I am trying to shade a surface with a sequence of colors to achieve certain visual effects. One effect is a gradient from one color to another. Assume I have a lookup texture with a black and a white texel. I apply the colors to the whole surface by selecting [0,1] of the color sequence. Linear interpolation creates a nice gradient. Now I want to repeat that sequence. Intuitively I would like to use a range of [0,2] and the gradient should be drawn twice along the surface.
But that creates a hard edge in the middle because each gradient takes up 50% of the surface. (a general issue, not GL specific) I could squeeze in a "hidden" texel and use some additional space to interpolate between the last and first color of the sequence. But then the scaling becomes ugly. A sequence applied to [0,1] along the surface would be slightly more than twice as long as each of the repeated sequences applied to [0,2].

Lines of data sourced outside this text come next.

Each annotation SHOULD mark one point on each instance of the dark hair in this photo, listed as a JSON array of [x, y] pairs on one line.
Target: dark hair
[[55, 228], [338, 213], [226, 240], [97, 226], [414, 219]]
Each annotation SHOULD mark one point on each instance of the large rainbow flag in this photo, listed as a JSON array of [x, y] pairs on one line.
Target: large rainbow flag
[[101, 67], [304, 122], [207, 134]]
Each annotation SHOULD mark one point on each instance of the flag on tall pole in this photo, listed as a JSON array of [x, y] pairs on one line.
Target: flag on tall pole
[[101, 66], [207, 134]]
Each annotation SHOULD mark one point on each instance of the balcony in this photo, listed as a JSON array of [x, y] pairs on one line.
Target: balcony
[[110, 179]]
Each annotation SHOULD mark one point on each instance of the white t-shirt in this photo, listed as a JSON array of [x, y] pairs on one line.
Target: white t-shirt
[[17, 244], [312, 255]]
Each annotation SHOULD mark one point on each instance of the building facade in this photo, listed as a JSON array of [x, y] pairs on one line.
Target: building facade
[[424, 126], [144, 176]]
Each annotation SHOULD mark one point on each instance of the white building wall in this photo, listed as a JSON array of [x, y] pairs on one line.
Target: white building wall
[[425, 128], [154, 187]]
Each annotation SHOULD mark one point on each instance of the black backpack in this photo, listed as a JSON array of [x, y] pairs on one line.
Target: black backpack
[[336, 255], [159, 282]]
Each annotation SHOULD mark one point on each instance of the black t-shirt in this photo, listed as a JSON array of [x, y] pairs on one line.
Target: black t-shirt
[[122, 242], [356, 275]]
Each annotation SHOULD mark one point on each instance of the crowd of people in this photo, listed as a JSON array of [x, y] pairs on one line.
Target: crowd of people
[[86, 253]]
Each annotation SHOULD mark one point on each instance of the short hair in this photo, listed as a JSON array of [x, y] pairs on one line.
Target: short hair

Another effect is a repeated pattern to create stripes. There I do not need additional space between repeated sequences. E.g. a surface with b,w,b,w stripe shading would be broken if I squeeze anything between the first and second b,w sequence.
If I repeat b,w to b,w,b,w I get working stripes with NN but the hard edge in the middle for gradients. If I repeat b,w,b to b,w,b,b,w,b it works with linear ip but NN messes up the size of the stripes.
So it looks like I have to make sure that a color sequence starts and ends with the same color, if i want a smooth repetition. And I have to switch interpolation behaviour (call GL or manually interpolate in shader) if I want to create distinguishable stripes instead of gradients?
Can somebody wrap their head around all that and tell me if i am on the right track or missing something. Feeling a bit in the dark right now.